Ce dernier endosse donc ici les traits squelettiques de Trevor Reznik,
un machiniste qui n'a pas fermer l'oeil depuis plus d'un an et qui,
par conséquent, semble réellement avoir la peau sur les
os. Suite à un accident de travail dont il fut malgré
lui responsable et qui arracha le bras d'un de ses collègues
de l'usine, ce dernier commencera à croire au développement
d’un complot revanchard surréaliste contre sa personne,
ce qui le fera peu à peu entrer dans une démence paranoïaque
de plus en plus excessive.
Anderson peut fortement remercier Christian Bale de s’être
lui-même soumis à une diète exagérée
qui lui aura fait perdre environ 63 livres, soit le tiers de la masse
corporelle habituelle de l'acteur. Néanmoins, et le réalisateur
et le scénariste méritent une bonne part des éloges
attribuables au résultat final. D’une part, Anderson est
parvenu à élaborer un univers cauchemardesque des plus
raffinés en se basant sur le développement d’un
suspense somme toute fort conventionnel en son genre, mais intégré
à une formule proposée avec finesse et imagination. L’apport
esthétique de The Machinist bénéficie
à la base d’une composition de plans sobres et fignolés
avec une finesse remarquable dans laquelle vient se fondre l’incroyable
photographie signée Xavi Giménez et Charlie Jiminez, contribuant
largement à l’atmosphère glauque et contagieuse
empreinte de l’industrialisme auquel le film fait référence.

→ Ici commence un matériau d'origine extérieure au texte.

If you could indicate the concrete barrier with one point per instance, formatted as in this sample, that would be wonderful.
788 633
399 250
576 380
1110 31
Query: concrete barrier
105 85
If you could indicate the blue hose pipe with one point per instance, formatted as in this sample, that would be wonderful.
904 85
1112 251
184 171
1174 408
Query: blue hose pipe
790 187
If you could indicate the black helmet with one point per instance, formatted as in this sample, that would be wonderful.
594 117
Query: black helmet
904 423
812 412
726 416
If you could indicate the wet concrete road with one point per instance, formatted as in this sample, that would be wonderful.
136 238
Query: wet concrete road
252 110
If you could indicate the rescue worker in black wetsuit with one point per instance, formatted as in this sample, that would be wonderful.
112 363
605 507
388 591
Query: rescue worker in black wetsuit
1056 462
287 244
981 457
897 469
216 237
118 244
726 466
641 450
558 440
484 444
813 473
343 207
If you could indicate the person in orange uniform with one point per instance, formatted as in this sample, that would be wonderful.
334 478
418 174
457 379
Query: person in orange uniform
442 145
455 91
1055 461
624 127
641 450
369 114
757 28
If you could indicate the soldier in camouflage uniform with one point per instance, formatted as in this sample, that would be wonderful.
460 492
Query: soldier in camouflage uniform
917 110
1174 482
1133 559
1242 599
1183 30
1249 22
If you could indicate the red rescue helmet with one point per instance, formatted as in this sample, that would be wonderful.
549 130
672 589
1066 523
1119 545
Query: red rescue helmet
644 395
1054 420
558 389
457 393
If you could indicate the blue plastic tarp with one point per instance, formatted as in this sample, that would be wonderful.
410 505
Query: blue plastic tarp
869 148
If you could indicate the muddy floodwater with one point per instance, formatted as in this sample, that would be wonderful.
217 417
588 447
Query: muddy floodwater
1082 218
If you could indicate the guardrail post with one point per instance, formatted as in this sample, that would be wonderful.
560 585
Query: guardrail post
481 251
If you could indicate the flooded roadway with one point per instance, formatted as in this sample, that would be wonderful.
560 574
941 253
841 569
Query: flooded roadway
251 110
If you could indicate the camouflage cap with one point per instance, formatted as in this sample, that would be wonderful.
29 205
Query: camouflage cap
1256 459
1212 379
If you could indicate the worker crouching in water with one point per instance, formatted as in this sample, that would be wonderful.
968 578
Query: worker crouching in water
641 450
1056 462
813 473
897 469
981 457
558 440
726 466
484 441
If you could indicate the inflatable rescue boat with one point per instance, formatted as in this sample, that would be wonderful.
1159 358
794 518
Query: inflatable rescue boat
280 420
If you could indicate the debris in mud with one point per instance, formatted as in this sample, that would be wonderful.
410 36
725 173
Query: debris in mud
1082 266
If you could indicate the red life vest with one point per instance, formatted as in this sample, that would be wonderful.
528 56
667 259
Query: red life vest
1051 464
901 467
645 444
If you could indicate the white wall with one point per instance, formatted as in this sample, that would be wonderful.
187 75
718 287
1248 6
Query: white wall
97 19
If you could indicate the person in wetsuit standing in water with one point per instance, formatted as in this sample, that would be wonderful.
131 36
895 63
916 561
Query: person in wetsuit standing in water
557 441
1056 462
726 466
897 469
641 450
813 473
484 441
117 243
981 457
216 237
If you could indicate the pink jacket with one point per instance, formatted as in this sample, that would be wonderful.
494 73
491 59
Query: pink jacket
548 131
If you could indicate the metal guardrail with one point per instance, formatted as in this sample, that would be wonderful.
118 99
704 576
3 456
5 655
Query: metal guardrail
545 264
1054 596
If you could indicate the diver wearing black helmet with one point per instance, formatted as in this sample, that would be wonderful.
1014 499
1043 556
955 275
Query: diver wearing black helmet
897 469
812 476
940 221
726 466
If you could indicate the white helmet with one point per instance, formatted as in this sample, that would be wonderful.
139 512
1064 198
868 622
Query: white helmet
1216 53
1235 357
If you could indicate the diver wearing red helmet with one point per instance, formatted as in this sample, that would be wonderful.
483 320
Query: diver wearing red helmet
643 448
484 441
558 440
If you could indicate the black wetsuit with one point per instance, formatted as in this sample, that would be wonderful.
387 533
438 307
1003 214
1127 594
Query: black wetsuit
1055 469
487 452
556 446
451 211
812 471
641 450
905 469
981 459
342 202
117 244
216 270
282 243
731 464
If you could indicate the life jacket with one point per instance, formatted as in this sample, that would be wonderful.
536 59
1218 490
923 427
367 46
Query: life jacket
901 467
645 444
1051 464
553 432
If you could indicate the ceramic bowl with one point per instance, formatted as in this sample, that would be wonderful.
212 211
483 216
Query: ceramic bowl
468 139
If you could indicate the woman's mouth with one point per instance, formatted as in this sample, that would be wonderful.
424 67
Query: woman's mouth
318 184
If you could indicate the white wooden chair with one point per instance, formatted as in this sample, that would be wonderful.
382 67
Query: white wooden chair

Reste que c’est avant tout pour Christian Bale que l’on
se souviendra longtemps de The Machinist. L’acteur britannique
ne se contente pas ici d’exposer à l’écran
sa transformation physique impressionnante, quoique horrifiante, il
développe sous cette emballage sombrement modeste une composition
psychologique intrigante, visiblement dépassée par des
évènements antérieurs, dont il joue les cartes
avec une retenue foudroyante.
De ce fait, le jeu de Christian Bale vient parfaitement servir la cause
scénaristique du film. Partant d'une facture aux rebondissements
adroitement exécutés, mais néanmoins bien connus,
la valeur substantielle de l’effort monte allègrement d’un
cran par la manière dont le personnage de Reznik semble envahir
la trame narrative du film d'Anderson. De cette façon, The
Machinist ne s’en tient pas qu’à l’exploitation
d’un suspense devant absolument s'appuyer sur l’effet de
surprise de son dénouement et parvient à mettre en scène
de façon audacieuse ses rouages dominés par une tangente
plus psychologique. En plus d'une atmosphère de paranoïa
déjà palpable grâce à l’ingéniosité
technique de Brad Anderson et son équipe, le scénario
de Scott Kosar propose une belle incursion dans un esprit tourmenté
par un sentiment de culpabilité l’en tenant prisonnier.
Kosar vient ainsi habilement utiliser les caractéristiques du
personnage incarné par Bale pour en faire les thèmes de
son intrigue. C’est d'ailleurs en grande partie par l'entremise
de cette initiative que sa finale se dévoilera comme une des
plus satisfaisantes, alors que le scénariste sera parvenu tout
au long du film à brouiller les pistes sous nos yeux tout en
exposant subtilement plusieurs indices pour en appuyer le sens.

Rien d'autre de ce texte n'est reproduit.